Tuesday, March 19, 2013

      Poor Anna Karenina, my mother used to say, poor Anna Karenina.  The tragic figure of Leo Tolstoy's towering nineteenth century novel of imperial Russia, Anna Karenina, wife of one of Russia's most influential politicians, made a fateful decision to yield to her impulses and consort with the dashing young general Vronsky, with immense consequences.  A child was born, the couple tried to live together, yet everywhere Anna went she was rejected by the society in which she had once traveled with such joy and aplomb.  No one wanted to mix with an adulterer.  For those who have not read the novel, I won't spoil it by disclosing the ending, other than to say that it was not a happy one.
     The eighth chapter of John's gospel presents a story, not found, as many New Testament scholars point out, in every New Testament manuscript but extant in enough to validate its inclusion in the biblical corpus, in which a woman has been caught in adultery.  As the woman's accusers prepared to throw stones at the woman (the prescribed punishment for adulterers in those times), they asked Jesus what they should do.  After waiting a few minutes, Jesus replied, "Let he who is without sin cast the first stone."  Freshly reminded of their own perfidy, the woman's accusers, one by one, dropped their stones and left.
     Jesus then turned to the woman and asked her, "Did no one condemn you?"  "No one," Lord, she replied.
     So Jesus said, "I do not condemn you, either.  Go.  From now on sin no more."

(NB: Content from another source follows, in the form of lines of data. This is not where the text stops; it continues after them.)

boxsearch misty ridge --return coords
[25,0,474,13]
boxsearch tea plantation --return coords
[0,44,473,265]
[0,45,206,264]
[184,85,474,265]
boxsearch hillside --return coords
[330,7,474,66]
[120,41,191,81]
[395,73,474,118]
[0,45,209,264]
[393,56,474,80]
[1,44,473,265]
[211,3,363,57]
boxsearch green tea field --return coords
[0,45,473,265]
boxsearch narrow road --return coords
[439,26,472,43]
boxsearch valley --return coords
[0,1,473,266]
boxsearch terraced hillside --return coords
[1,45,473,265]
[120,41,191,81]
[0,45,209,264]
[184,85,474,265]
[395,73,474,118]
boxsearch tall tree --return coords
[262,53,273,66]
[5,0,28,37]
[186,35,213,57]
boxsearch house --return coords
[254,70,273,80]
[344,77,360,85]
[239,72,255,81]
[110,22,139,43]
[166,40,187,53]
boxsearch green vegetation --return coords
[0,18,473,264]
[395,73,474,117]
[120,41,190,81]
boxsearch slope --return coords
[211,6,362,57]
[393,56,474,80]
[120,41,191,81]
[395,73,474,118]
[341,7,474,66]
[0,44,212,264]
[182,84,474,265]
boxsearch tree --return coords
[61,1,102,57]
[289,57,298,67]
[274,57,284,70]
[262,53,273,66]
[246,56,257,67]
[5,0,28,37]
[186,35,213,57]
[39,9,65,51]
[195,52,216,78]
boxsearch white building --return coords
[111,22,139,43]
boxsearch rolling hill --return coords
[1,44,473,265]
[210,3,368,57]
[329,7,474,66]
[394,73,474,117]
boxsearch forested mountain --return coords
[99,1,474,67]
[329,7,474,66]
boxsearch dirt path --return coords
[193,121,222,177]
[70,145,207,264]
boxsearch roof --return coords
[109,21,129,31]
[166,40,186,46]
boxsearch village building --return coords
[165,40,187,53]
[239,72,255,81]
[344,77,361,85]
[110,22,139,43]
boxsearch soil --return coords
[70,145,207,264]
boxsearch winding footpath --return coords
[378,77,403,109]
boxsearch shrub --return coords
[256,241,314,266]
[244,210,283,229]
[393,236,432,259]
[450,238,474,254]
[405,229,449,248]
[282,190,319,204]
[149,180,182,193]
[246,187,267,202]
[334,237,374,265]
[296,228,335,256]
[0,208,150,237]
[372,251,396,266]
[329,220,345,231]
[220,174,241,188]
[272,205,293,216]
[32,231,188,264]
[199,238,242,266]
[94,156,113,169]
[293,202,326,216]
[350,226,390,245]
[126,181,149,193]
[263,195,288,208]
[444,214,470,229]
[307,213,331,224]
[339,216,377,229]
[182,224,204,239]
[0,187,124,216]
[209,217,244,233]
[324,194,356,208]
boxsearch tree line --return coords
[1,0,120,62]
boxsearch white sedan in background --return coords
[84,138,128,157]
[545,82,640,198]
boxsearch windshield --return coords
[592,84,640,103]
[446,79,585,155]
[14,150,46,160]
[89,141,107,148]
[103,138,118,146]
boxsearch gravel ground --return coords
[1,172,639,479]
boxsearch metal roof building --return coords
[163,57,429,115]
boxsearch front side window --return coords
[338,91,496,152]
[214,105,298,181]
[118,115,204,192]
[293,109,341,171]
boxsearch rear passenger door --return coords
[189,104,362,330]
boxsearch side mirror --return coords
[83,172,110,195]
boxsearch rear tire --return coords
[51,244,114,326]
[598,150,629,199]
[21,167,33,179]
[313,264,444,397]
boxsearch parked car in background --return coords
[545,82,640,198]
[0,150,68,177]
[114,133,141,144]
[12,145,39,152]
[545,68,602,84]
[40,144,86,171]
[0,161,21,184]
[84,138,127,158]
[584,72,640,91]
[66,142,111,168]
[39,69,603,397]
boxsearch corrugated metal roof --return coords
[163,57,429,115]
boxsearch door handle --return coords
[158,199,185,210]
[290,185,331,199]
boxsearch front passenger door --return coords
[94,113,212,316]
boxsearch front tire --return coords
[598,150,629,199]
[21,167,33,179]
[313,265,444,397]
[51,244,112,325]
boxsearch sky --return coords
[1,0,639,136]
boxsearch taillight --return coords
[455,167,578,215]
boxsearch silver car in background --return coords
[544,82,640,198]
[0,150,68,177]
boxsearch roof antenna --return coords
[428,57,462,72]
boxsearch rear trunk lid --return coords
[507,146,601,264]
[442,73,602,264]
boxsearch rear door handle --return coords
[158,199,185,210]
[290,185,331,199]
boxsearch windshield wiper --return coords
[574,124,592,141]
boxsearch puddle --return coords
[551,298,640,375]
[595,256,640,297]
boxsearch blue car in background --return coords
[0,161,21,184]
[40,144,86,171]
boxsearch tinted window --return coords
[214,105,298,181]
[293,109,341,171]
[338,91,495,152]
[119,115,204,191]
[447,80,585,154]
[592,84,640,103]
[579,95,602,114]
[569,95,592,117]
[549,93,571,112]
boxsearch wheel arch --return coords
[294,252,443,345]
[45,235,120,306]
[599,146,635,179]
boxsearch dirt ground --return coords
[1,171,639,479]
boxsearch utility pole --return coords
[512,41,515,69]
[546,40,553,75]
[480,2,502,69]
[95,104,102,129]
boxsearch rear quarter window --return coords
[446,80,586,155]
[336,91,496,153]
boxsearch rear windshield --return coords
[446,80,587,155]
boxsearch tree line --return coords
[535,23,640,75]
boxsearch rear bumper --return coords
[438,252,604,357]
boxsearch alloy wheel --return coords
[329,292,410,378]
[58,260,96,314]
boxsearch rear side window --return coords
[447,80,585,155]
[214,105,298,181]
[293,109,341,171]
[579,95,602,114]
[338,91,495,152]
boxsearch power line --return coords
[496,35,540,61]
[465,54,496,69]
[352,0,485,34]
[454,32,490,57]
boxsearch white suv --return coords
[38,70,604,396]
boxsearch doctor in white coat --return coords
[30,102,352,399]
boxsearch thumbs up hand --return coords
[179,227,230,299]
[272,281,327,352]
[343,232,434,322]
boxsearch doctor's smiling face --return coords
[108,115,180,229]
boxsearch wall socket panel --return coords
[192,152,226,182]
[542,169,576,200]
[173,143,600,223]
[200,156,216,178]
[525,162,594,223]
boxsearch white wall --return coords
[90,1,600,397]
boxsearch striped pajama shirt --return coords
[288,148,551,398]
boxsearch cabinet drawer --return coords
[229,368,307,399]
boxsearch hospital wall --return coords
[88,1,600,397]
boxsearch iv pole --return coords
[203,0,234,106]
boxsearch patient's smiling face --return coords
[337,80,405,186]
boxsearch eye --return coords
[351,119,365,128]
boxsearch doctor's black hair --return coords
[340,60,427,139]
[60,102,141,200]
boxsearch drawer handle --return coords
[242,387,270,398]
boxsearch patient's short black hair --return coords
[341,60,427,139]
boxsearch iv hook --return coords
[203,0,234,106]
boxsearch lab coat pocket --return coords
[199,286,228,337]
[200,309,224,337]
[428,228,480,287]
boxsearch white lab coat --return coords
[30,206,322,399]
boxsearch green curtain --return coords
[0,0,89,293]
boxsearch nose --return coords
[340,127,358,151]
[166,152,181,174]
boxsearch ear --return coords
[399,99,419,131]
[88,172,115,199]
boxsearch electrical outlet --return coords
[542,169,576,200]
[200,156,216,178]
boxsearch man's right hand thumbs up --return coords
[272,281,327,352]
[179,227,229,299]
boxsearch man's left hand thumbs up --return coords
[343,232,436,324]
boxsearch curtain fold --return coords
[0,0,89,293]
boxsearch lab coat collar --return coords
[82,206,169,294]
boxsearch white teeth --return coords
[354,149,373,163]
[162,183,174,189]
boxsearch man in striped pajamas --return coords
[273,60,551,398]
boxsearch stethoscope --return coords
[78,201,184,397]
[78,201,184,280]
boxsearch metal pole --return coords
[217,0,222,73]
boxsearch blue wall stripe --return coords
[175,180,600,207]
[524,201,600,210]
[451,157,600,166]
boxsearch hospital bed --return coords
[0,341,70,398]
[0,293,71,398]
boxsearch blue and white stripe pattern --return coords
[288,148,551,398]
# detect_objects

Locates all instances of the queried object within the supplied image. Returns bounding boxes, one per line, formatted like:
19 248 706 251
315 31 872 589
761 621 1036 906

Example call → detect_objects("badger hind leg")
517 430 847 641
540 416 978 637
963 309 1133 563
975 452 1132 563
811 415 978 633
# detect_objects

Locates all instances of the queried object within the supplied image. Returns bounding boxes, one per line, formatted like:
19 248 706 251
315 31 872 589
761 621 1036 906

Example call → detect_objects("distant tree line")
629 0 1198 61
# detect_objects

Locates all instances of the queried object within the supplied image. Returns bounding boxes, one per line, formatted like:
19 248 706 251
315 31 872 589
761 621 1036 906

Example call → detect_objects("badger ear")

     We all know Anna Kareninas in our lives.  We all know people who, for various reasons, have given into their baser impulses and plunged themselves into a life of ignominy and sin.  Even if we disagree with what they did, however, we cannot stop loving them.  We cannot pretend that there is a place where God's love is not present.  We cannot pretend that there is someone without absolutely any purpose.  And we cannot ignore the fact of our own sin.
     Did Jesus overlook what the woman did?  No, he did not.  But he was willing to give her a another chance.  We should, too.  We should be willing to give everyone another chance.  We should be willing to believe in the enduring love of God.